Ericsson - Streaming closing in on traditional TV as users want "anywhere access"

The latest edition of the annual Ericsson ConsumerLab TV & Media Report has found that streaming video is now almost level with traditional TV watching, with 75 percent of consumers watching streamed content several times a week, compared to 77 percent who watch scheduled broadcast TV programming several times a week. The study also found that almost one in five viewers (19 percent) are prepared to pay for the ability to access their favored content on any device, an increase of 25 percent in just two years.

The results, based on interviews with over 23,000 people in 23 different countries, show that a shift in user behavior continues to drive change in the TV and media industries, prompting a move away from old formats and business models and ushering in an era of high-quality, on-demand entertainment.

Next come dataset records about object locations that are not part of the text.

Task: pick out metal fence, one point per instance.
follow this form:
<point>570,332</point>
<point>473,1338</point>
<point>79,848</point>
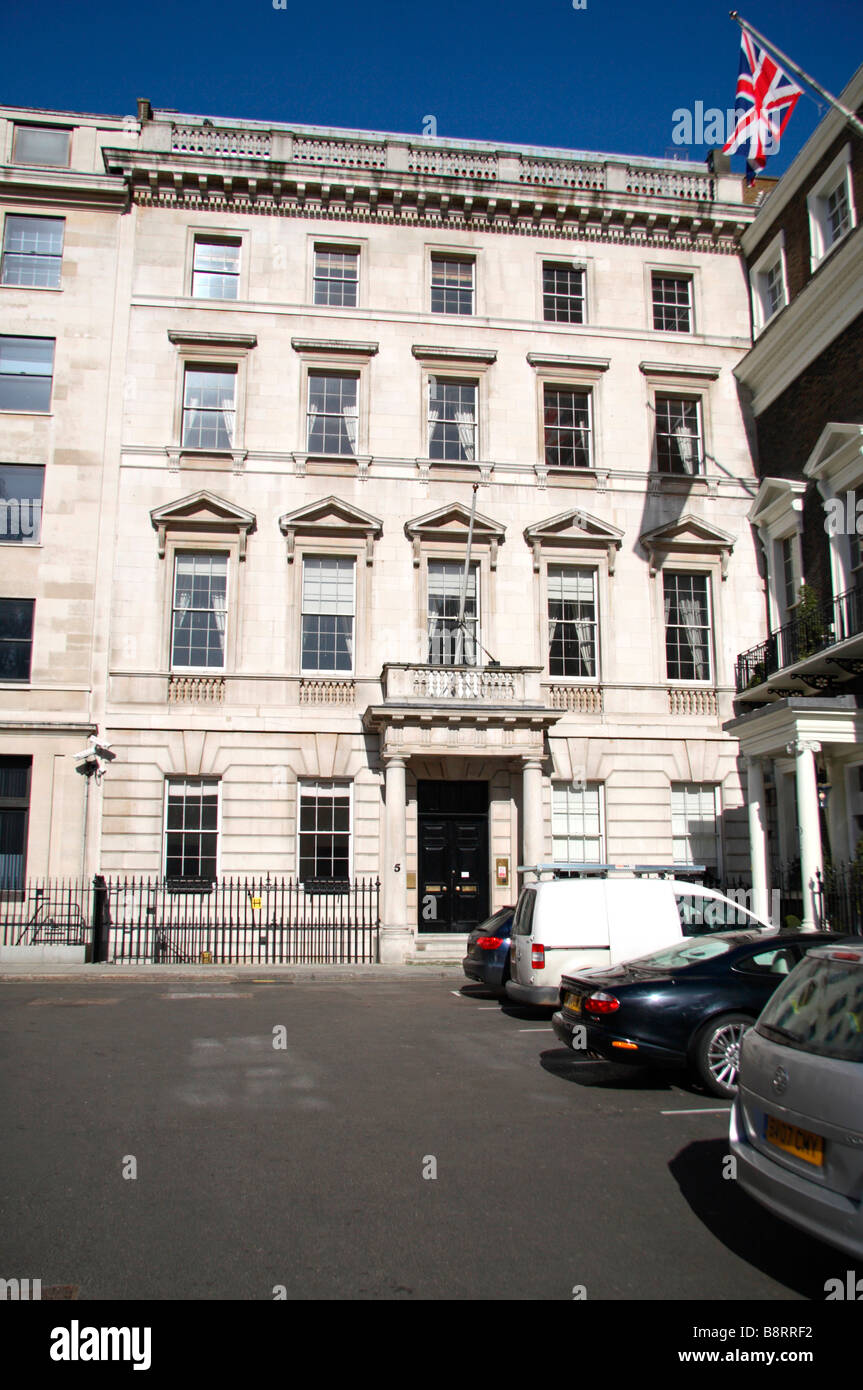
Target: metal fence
<point>840,895</point>
<point>231,922</point>
<point>47,912</point>
<point>239,922</point>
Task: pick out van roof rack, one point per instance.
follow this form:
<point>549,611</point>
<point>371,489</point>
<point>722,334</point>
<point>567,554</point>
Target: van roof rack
<point>635,870</point>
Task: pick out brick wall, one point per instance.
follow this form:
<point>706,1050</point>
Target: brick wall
<point>830,388</point>
<point>794,218</point>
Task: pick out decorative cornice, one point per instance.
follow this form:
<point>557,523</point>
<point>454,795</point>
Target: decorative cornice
<point>574,528</point>
<point>431,353</point>
<point>63,188</point>
<point>678,369</point>
<point>195,338</point>
<point>202,512</point>
<point>557,360</point>
<point>331,516</point>
<point>688,533</point>
<point>450,523</point>
<point>331,346</point>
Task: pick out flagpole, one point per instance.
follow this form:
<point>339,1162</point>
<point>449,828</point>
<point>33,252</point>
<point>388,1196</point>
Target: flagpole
<point>816,86</point>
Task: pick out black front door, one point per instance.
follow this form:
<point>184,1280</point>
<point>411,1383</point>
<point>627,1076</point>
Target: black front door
<point>453,855</point>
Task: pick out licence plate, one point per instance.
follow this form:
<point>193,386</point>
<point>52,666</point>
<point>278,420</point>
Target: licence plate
<point>801,1143</point>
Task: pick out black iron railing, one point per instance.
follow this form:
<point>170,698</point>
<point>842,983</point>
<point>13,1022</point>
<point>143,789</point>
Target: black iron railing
<point>229,922</point>
<point>242,922</point>
<point>47,912</point>
<point>820,627</point>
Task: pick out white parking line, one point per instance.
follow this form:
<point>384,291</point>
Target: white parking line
<point>204,994</point>
<point>720,1109</point>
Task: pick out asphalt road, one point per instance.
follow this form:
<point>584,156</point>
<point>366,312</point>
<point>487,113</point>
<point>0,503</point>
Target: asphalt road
<point>303,1165</point>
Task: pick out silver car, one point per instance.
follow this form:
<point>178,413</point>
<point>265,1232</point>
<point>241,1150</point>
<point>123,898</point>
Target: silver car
<point>796,1123</point>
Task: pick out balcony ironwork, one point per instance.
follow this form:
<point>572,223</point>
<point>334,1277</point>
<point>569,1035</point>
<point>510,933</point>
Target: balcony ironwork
<point>822,627</point>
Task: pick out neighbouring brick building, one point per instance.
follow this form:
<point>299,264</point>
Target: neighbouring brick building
<point>799,720</point>
<point>285,363</point>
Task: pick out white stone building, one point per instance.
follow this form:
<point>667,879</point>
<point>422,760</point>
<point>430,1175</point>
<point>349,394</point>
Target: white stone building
<point>295,359</point>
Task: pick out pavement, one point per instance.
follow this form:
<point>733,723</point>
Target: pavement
<point>281,973</point>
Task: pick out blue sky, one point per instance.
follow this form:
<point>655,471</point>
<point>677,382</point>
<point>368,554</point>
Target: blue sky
<point>605,78</point>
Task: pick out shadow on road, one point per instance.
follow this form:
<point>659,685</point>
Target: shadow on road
<point>609,1075</point>
<point>788,1255</point>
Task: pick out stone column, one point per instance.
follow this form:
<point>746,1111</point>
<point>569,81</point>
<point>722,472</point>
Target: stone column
<point>758,836</point>
<point>395,934</point>
<point>531,812</point>
<point>809,826</point>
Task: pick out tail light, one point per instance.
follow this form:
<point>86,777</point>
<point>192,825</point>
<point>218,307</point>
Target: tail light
<point>601,1002</point>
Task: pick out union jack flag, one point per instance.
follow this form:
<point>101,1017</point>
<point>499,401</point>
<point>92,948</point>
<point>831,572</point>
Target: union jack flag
<point>763,93</point>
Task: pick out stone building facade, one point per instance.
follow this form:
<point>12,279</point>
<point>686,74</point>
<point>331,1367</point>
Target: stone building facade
<point>799,691</point>
<point>314,362</point>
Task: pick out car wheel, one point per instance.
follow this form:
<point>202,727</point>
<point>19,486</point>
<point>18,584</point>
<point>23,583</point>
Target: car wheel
<point>716,1055</point>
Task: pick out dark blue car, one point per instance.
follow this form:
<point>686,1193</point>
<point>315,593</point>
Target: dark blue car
<point>488,950</point>
<point>684,1007</point>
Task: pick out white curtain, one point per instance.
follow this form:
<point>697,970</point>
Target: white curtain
<point>584,631</point>
<point>687,448</point>
<point>695,634</point>
<point>466,432</point>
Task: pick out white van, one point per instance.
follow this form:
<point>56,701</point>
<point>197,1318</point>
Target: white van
<point>567,925</point>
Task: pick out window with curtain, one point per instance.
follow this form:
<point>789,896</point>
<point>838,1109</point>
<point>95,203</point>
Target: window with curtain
<point>42,145</point>
<point>452,420</point>
<point>200,610</point>
<point>785,574</point>
<point>673,303</point>
<point>32,250</point>
<point>328,612</point>
<point>332,413</point>
<point>14,813</point>
<point>15,638</point>
<point>687,626</point>
<point>21,488</point>
<point>209,407</point>
<point>577,824</point>
<point>562,293</point>
<point>337,275</point>
<point>452,285</point>
<point>191,848</point>
<point>567,427</point>
<point>695,823</point>
<point>324,836</point>
<point>216,267</point>
<point>678,435</point>
<point>571,622</point>
<point>27,373</point>
<point>448,644</point>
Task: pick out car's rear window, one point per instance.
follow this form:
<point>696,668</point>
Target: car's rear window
<point>699,913</point>
<point>819,1009</point>
<point>676,958</point>
<point>524,913</point>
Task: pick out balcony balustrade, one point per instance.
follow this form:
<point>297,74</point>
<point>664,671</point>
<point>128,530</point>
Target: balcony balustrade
<point>809,634</point>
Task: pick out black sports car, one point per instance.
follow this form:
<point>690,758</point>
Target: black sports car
<point>684,1007</point>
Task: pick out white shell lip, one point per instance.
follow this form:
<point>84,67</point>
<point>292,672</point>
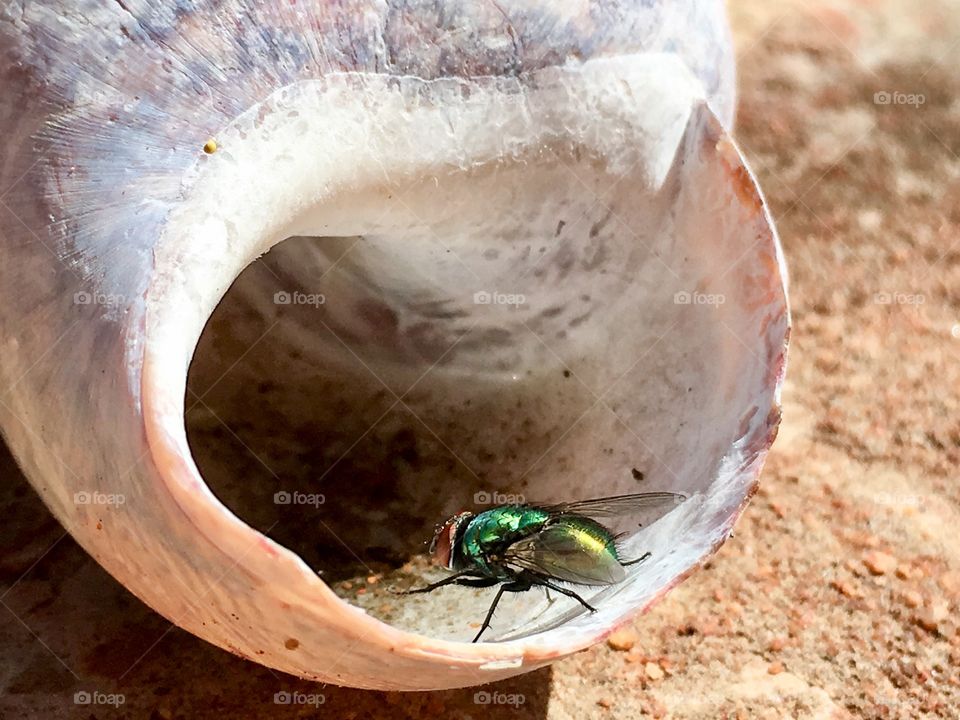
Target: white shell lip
<point>201,254</point>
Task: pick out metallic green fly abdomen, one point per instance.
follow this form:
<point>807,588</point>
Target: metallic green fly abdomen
<point>522,546</point>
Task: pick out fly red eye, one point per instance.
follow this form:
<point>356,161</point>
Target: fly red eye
<point>444,540</point>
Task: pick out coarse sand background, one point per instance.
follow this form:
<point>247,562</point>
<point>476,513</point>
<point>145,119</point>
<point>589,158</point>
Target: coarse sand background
<point>838,596</point>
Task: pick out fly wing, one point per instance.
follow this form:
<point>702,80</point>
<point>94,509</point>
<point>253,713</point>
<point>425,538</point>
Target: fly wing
<point>560,554</point>
<point>647,507</point>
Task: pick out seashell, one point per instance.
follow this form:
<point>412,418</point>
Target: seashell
<point>524,226</point>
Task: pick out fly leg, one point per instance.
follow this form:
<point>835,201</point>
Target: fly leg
<point>563,591</point>
<point>513,586</point>
<point>638,560</point>
<point>456,578</point>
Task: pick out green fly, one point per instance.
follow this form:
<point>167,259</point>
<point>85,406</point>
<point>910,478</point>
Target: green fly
<point>522,546</point>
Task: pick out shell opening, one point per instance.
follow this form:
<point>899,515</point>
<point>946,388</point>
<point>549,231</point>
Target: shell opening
<point>460,316</point>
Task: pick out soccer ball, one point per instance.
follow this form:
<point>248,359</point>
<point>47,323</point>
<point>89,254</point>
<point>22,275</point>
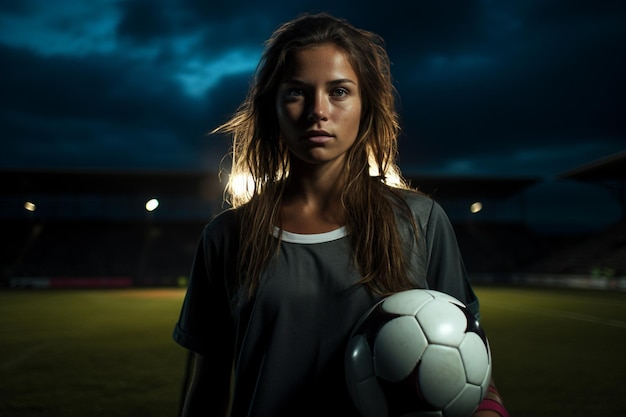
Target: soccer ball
<point>418,353</point>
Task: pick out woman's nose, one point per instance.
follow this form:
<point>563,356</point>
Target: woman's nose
<point>318,109</point>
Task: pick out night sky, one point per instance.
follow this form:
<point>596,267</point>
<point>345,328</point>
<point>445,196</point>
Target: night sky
<point>502,88</point>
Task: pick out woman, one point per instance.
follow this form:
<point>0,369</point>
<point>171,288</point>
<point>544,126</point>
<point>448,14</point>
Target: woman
<point>279,281</point>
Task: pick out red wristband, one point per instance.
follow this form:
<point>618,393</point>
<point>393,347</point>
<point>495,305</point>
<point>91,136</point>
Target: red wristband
<point>491,405</point>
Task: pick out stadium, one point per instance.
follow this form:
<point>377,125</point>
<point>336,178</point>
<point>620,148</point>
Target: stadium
<point>93,276</point>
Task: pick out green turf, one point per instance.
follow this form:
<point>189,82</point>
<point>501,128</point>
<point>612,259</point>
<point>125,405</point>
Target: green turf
<point>110,353</point>
<point>557,352</point>
<point>89,353</point>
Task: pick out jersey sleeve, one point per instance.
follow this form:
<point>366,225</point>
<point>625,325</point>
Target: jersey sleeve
<point>205,325</point>
<point>445,268</point>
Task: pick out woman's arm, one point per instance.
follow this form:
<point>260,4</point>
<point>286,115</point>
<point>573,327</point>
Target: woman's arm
<point>208,392</point>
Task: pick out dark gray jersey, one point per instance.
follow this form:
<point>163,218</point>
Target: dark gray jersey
<point>287,343</point>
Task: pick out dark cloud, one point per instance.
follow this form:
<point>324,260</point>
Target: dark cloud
<point>489,87</point>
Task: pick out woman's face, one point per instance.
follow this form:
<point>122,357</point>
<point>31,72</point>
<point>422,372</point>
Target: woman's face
<point>319,105</point>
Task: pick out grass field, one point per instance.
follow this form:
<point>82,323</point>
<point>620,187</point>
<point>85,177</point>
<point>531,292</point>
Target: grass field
<point>110,353</point>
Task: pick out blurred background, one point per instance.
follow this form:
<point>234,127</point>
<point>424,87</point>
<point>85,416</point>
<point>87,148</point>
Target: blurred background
<point>512,117</point>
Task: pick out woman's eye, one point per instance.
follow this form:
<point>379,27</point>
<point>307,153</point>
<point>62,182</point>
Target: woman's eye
<point>339,92</point>
<point>292,93</point>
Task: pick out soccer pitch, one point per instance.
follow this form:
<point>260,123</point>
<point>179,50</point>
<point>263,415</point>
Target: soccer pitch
<point>110,353</point>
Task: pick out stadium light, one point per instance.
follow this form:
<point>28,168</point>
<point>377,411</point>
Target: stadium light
<point>476,207</point>
<point>152,204</point>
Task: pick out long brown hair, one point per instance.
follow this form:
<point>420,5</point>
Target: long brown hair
<point>260,155</point>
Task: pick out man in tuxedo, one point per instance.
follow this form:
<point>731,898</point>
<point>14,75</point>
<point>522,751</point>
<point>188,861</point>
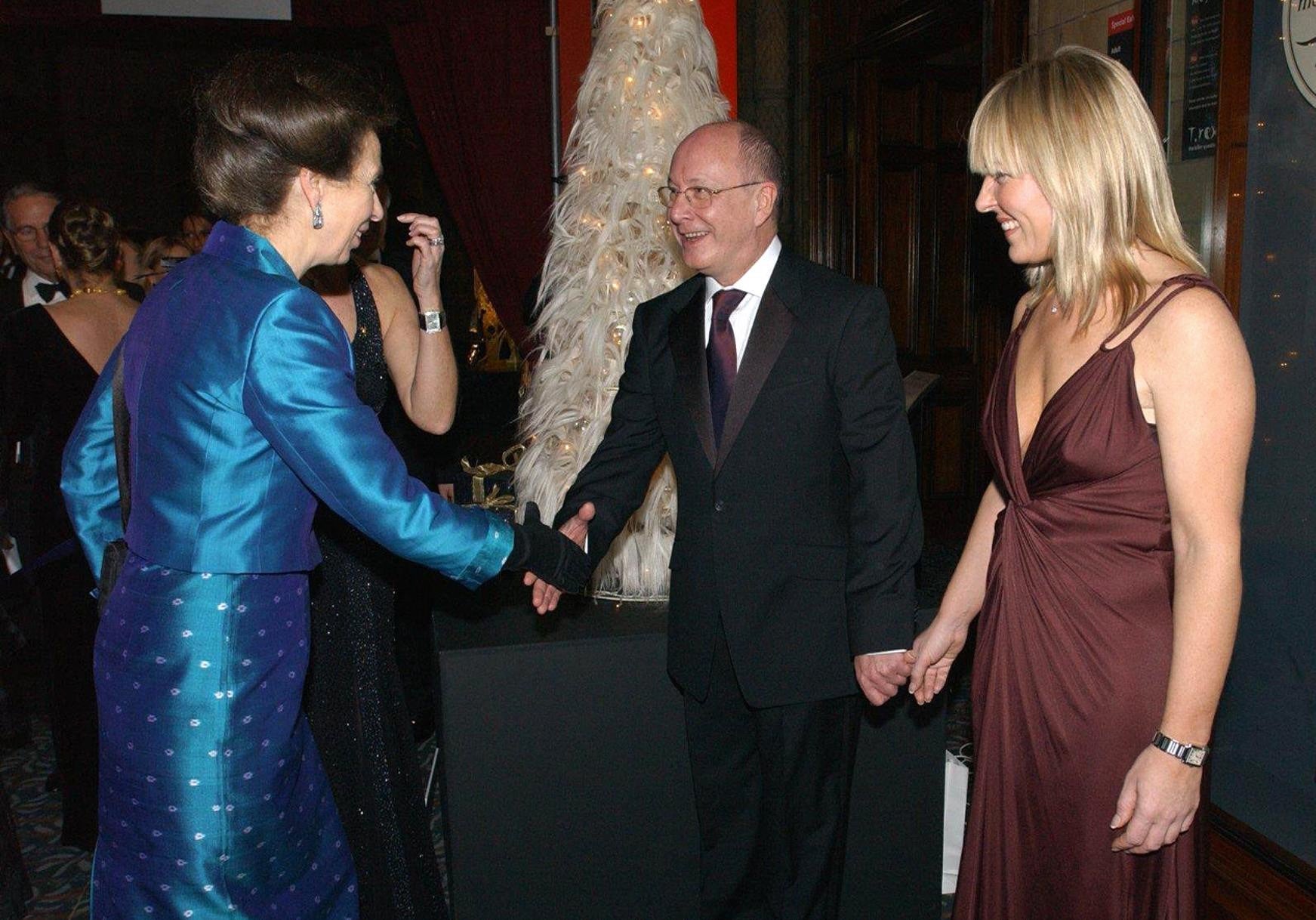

The study shows a rise in the amount of time spent watching content on smart phones and tablet devices. It also reveals that traditional broadcast and Pay TV channels are seen by many as 'content repositories' from which consumers cherry-pick individual pieces of content for later viewing, using their digital video recorder (DVR). DVR functionality is also helping to continue the trend of "binge viewing", which began with the advent of boxed sets of TV series and movie sequels, and is in stark contrast to the traditional TV experience of waiting a week for each new episode of a favored show.

Alongside this, many viewers have moved to subscription-based video on demand (S-VOD) services such as Netflix and Hulu, and 48 percent state that they would like to see all episodes of a series such as "Breaking Bad" and "House of Cards" released together, so they can choose when to watch them.

While 41 percent of consumers expressed a desire to be able to watch their favorite shows anywhere, there were two major barriers to this: the cost of data traffic and the cost of the content itself. The research also found that many were not prepared to compromise on quality, with 43 percent saying that Ultra High Definition (UHD) was important to them.